> Pigweed’s pw_watch module solves this inefficiency directly, providing a watcher that automatically invokes a build when a file is saved, and also runs the specific tests affected by the code changes. This drastically reduces the edit-compile-flash-test cycle for changes.
Eh, no thanks. Web dev environments can get away with this because the turnaround time is so quick, but even a medium sized embedded C++ project can easily take minutes to build, plus 30+ seconds to download, even with a debugger.
Please don't try to bring webdev workflows into the embedded space. This isn't javascript.
And then pushing it to a target and testing it. Again, are you nuts? I work in the real world, with physical devices that can and will break if I misuse them. Blindly flashing my latest unfinished change is a great way to wreck equipment, even if it happens to compile.
Maybe it makes sense for something like the MCU on a network switch. But it doesn't sound like something I want anywhere near any codebase I'm committing to.
Handling the dependency management and environment is nice though. That part is absolutely a low-grade irritation that would be nice to get rid of.

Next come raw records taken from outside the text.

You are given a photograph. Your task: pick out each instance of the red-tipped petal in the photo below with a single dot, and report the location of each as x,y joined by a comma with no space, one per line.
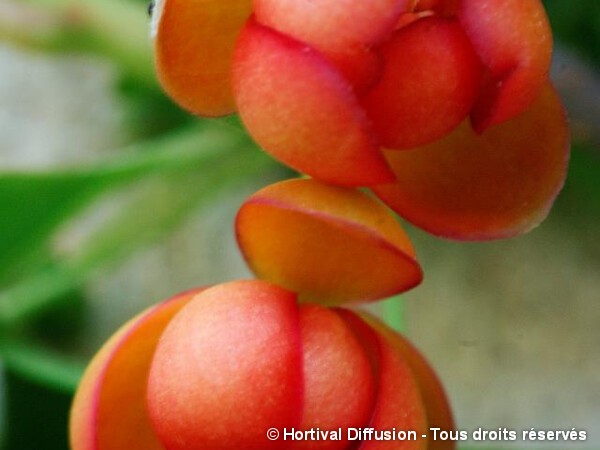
477,187
329,244
228,368
399,403
429,82
109,409
338,377
302,111
194,43
514,40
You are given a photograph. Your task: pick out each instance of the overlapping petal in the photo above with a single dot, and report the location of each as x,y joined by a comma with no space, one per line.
514,40
428,85
329,244
335,364
227,369
194,43
302,111
484,186
109,410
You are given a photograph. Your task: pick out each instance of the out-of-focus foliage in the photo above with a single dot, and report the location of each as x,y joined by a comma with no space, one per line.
577,23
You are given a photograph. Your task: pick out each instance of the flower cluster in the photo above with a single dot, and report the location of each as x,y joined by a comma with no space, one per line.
442,107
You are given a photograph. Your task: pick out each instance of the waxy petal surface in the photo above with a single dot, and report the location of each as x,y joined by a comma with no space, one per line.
332,25
301,110
437,406
399,403
228,368
109,410
332,245
514,40
338,377
194,46
428,84
484,186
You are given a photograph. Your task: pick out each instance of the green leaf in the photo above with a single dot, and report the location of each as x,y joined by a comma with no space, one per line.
33,205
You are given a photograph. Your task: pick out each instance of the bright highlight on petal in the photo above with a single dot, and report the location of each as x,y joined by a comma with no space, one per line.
302,111
514,40
335,365
194,46
109,410
437,407
428,85
332,25
476,187
331,245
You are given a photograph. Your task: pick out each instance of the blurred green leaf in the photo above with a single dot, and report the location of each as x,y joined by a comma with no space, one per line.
173,186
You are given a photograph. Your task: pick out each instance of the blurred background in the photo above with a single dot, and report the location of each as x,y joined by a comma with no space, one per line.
112,199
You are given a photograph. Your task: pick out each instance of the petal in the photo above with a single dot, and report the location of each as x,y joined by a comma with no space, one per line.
335,364
228,368
437,406
477,187
514,40
300,109
399,403
429,82
109,409
194,43
329,244
332,25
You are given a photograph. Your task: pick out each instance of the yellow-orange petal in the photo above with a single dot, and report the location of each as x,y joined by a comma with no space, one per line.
330,244
493,185
332,25
228,367
514,40
301,110
194,43
109,409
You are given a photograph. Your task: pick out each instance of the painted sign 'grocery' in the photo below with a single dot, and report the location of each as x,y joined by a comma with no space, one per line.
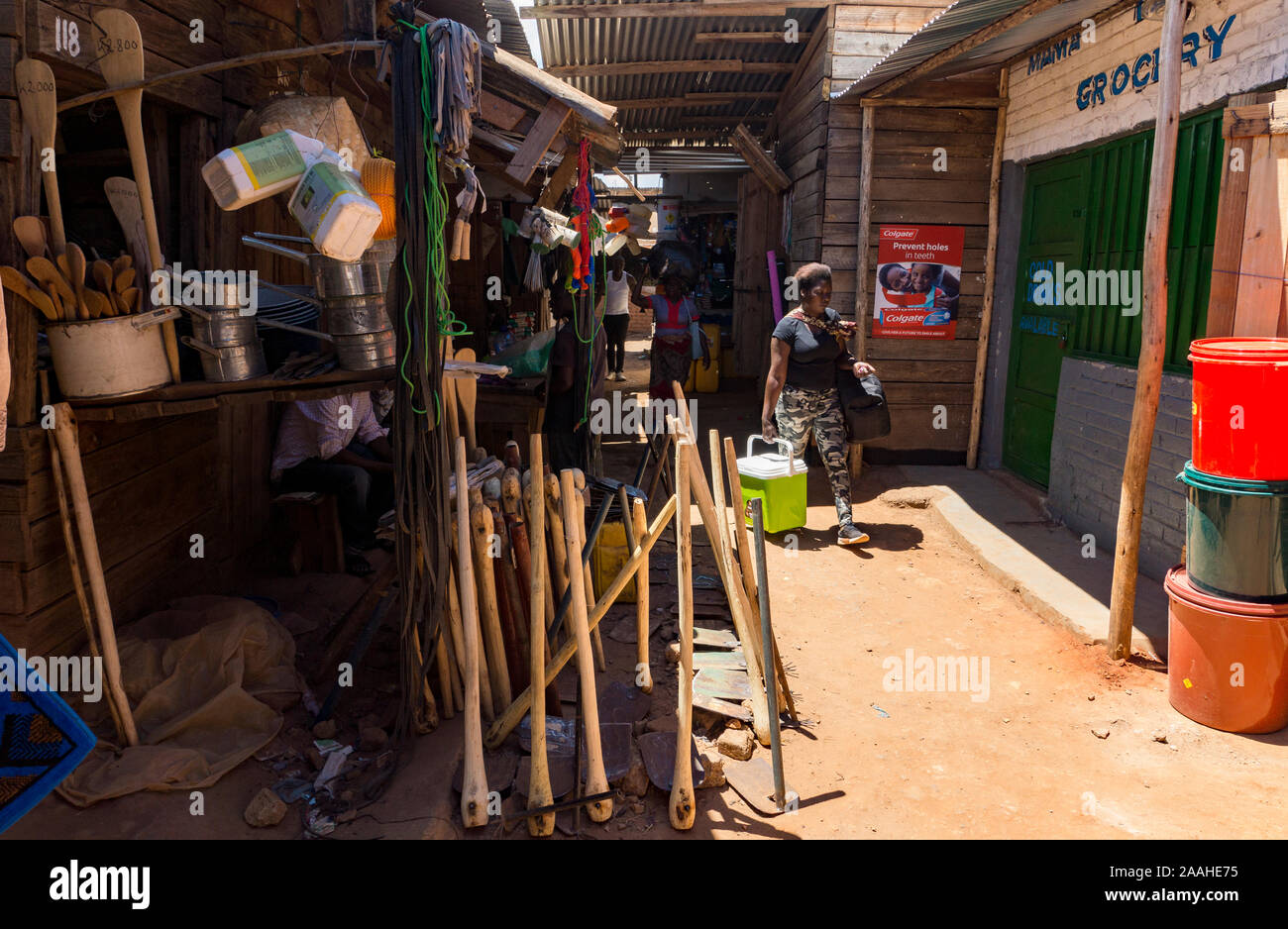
1144,71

In the embedded space I've found unit tests to mostly be useful for testing logic and algorithms but not terribly useful for testing hardware integration, which is where all the really painful and tedious problems happen. If the unit test passes on the board but fails on your host it's likely due to a compiler bug or a bug in the MCU, and you usually just work around those.
What would be more interesting is creating an environment to support manual and automated integration and system-level testing. I haven't seen such a system in practice because such systems require a very lengthy and painful characterization of the system under test. They also require hardware support, meaning a tool needs to be integrated with the software to interface with and measure the output of the system under test. These can range from simple I2c-based GPIO expanders for monitoring and controlling IO lines to pressure and flow meters for pneumatic measurements, or current probes for instantaneous and aggregate power draw measurements. This is more like laboratory automation so I think a lot of software people try to avoid doing these things.
Do you have any plans to implement APIs that might enable development of such a system in the future?
Running them on-target is more of an integration test -- useful too, obviously, but gives a quite low level of assurance.
But it looks like it's just a set of small plug-ins like statically-allocated strings and easy tests.
I guess that's cool too, but...eh. I agree with others who say that it seems counterproductive to try to run embedded integration tests every time a file is saved. This sort of looks like a solution in search of a problem.
Also, when has Google ever supported a novel project like this over the long term? I'm not too eager to buy into something that'll get discontinued a few years down the line.
Is it bare-metal embedded developers? Can it work with yocto or buildroot for those who rely on deploying linux on embedded?